Code Quality Standards

  • Linting: Ruff with strict rules
  • Type Checking: MyPy in strict mode
  • Testing: pytest with coverage reporting
  • Security: Bandit security scanning
  • Formatting: Ruff formatter with 80 character line length

Telemetry Configuration

Telemetry is optional. Install with pip install promptmc[telemetry] to enable OpenTelemetry support. Without it, all telemetry calls are no-ops.

Console Export (Default)

When telemetry is installed, it exports to console by default with no configuration required:

promptmc run input.xml
# Telemetry output appears in console

OTLP Export

Set the OTEL_EXPORTER_OTLP_ENDPOINT environment variable to export to an OTLP-compatible backend:

export OTEL_EXPORTER_OTLP_ENDPOINT="http://localhost:4317"
promptmc run input.xml

Disable Console Export

export OTEL_CONSOLE_EXPORT="false"
promptmc run input.xml

Roadmap

See the ROADMAP.md file for the project's development phases and current status.

About the Author / Motivation

I studied nuclear engineering at MIT over 20 years ago and used MCNP 4 for my senior thesis project. Since then, I've had 10 years of software engineering at a major FAANG cloud provider.

This project is a personal exploration of agentic programming — using AI agents to build software. PromptMC seemed like the perfect test case: it combines my background in nuclear physics with modern software engineering practices. The goal was to see how much of a production-grade tool could be built through agentic coding, from architecture design to implementation, testing, and documentation.
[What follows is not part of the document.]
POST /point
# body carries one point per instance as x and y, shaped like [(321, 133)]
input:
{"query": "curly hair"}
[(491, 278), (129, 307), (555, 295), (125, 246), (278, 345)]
The result is a fully functional, well-tested tool that I hope will be useful to the OpenMC community — whether you're a student learning Monte Carlo methods or a researcher running production simulations.

Agentic Coding Disclaimer

This project was developed using agentic programming techniques with AI coding assistants, specifically Cascade, Antigravity, and Gemini. While the code was generated through AI-human collaboration, it has been reviewed, tested, and validated for production use. The project demonstrates the potential of agentic workflows while maintaining software engineering best practices: comprehensive testing, linting, type checking, and documentation.

Contributions

We welcome contributions! Please follow these guidelines:

  1. Fork the repository
  2. Create a feature branch (git checkout -b feature/amazing-feature)
  3. Make your changes with tests
  4. Ensure all checks pass (pytest, ruff check, mypy src/)
  5. Commit your changes (git commit -m 'Add amazing feature')
  6. Push to the branch (git push origin feature/amazing-feature)
  7. Open a Pull Request

Development Workflow

  • All code must pass CI checks before merging
  • New features require test coverage
  • Follow the existing code style and patterns
  • Update documentation for API changes

License

This project is licensed under the MIT License - see the LICENSE file for details.